Is Summary Reversal by the Supreme Court the Right Way to Deal With Lower Federal Court Misbehavior?

But even if the Ninth Circuit was, in fact, being defiant (and I take no view on that issue), there are questions about whether summary reversals are the right way to deal with the problem.  Ordinarily, as the Smith dissent points out, the Supreme Court sits to clarify questions of law that need clarification, not to perform “error correction” when a lower court has applied clearly settled law incorrectly.  And in the Smith case, the Ninth Circuit certainly stated the governing legal principles correctly, whether or not it faithfully and honestly applied those principles to the particular case at hand.

Moreover, again as a general matter, the Supreme Court does not decide matters without full deliberation and an opportunity for complete input by the affected persons.  Summary rulings, issued without briefing and oral argument, are more likely to be poorly reasoned and/or poorly crafted (as was true of a summary ruling involving affirmative action I discussed in my last column).  So fixing mistakes by way of summary disposition is in many ways a deviation from the Court’s own normal standards of correct and fair process.

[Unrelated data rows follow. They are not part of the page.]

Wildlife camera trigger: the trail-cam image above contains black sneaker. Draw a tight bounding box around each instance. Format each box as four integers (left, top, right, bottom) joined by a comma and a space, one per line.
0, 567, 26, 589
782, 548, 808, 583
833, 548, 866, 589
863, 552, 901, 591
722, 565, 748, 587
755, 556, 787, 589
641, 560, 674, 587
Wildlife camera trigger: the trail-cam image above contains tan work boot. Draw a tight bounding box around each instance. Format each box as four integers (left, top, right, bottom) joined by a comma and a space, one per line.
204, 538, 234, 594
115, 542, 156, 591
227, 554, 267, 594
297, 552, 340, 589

That brings us to a bigger question about when it is appropriate for the Supreme Court to disregard its own rules and practices for normal and orderly evolution of law when it perceives the need to undo a lower court’s perversion of legal principle.

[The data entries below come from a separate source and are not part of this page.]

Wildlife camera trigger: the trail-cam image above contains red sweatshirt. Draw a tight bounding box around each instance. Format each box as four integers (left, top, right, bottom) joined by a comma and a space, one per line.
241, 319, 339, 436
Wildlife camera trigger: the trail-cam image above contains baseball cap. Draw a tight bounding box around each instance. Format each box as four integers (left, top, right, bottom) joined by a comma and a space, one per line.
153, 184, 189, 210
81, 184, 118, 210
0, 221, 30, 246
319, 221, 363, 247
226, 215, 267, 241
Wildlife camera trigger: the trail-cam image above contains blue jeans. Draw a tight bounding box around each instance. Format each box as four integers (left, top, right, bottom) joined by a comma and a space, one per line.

We saw this in Bush v. Gore a decade ago, when many of the Justices may have been motivated to make rash, newfangled equal protection law without the benefit of leisurely and thorough briefing because they sensed manipulation of legal principle by the Florida Supreme Court.

We also saw it a few years ago in Hollingsworth v. Perry, where five members of the U.S. Supreme Court (to my mind, inconsistently with the Court’s own procedural rules) intervened, again without full briefing or argument, to forbid a district court judge from broadcasting on closed-circuit TV the proceedings in the same-sex-marriage Proposition 8 trial in San Francisco, because the Court perceived the lower court judge as having manipulated his own procedures.  And, perhaps, we saw it again in Smith.

Maybe it’s time for the Court and Court watchers to have a fuller airing of their various views as to when summary or other procedurally truncated dispositions should, or should not, be used to help the Court vent when it feels disrespected by lower courts.